Раньше и Хелене, и ему было совершенно безразлично, как и что есть, все зависело от того, как и где они если. Ради далеко лежащего ресторанчика с косящим внутрь солнцем можно было примириться с реакционными воплями, которые несколькими столиками дальше объединяли ремесленников с пенсионерами. И все это без усилия перекрывал Элвис из музыкального автомата: "one night with you" (20) -- с какой львиностью преподносилось это великолепное лживое желание. После этого королевский вальс, и мировая загадка на остаток дня была решена.
Таких ресторанчиков больше нет. Музыкальные автоматы стоят теперь в прихожих шикарных квартир в домах старой застройки. Ресторанчики теперь принадлежат какой-то гастрономической сети. Зальный характер, то есть то единственно реальное великодушие и возвышенность в этих помещениях, было явно то, что не помещалось в узколобых башках этих типов. По согласованию с торговыми психологами, они делали ставку на тесноту и уют, опускали пониже потолки и разбивали помещения на ящики и койки. И за их успехом скрывалась истина: еще недавно пустовавшие локали заполнялись, ибо человек был скотиной и лучше всего чувствовал себя в загоне.
Гарри только приходилось следить за тем, чтобы не стать слишком беспощадным, поскольку его мизантропические приступы после их завершения давали о себе знать в его уголках рта. Во всяком случае, Хелена это всегда раньше замечала. И глобальное презрение Гарри к миру было для нее, преданной левачки, постоянным бельмом на глазу. И теперь, когда их встреча предварялась прежней нерешительностью Гарри, не следовало наводить Хелену на воспоминания о его прежнем дурном расположении духа.
Разумеется, они могли бы, вдруг осенило его, отправиться в Кельн, в одно из тех снобских заведений, которые принадлежали этим молодцам, что загадочным образом оставляли приятное впечатление.

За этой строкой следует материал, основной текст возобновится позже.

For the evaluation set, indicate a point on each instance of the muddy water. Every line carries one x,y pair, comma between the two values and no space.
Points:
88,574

Они с фантастически быстрой уверенностью в угоду мгновенной моде поменяли тевтонскую мебель пивных на стулья французских бистро, покрыли столы белыми скатертями и дополнили меню парой-тройкой итальянских лакомств. Таких ресторанов было мало, поэтому их хорошо посещали. Они были забиты народом, и приходилось постоянно ждать свободных мест. Люди толкались и налетали друг на друга, но, странное дело, пребывали в хорошем настроении. Теснота явно давала людям ощущение сопринадлежности. Гарри однако спрашивал себя, проглотив, стоя с одним своим коллегой в одном из таких заведений, заказанную им моццареллу, неужели человек находится здесь исключительно ради того, чтобы его выжали как лимон. Испытывать сопринадлежность такого рода ему совершенно не обязательно. Хотя здесь не было потолков, как в хлеву музыкальных автоматов, но вокруг стойки была давка, как в стаде на водопое. Невозможно представить себе визит с Хеленой в такое новомодное заведение, где представители так называемой тусовки радостно перемывают друг другу косточки. Окунуться в толпу во все горло наслаждающихся жизнью казалось ему отвратительным. Со смешанным чувством нервного снобизма и отчаяния он лучше пойдет с Хеленой в Винервальдский трактир. Хотя это тоже был хлев еще тот, но он сделался в такой степени символом дурного вкуса и обывательства, что каждый еще больший обыватель считал себя вправе поносить его. И как раз поэтому Гарри безусловно отправился бы в это скверное заведение. Ты понимаешь, что фирма в упадке, и это придает ресторану данной сети оттенок достоинства, считал Гарри.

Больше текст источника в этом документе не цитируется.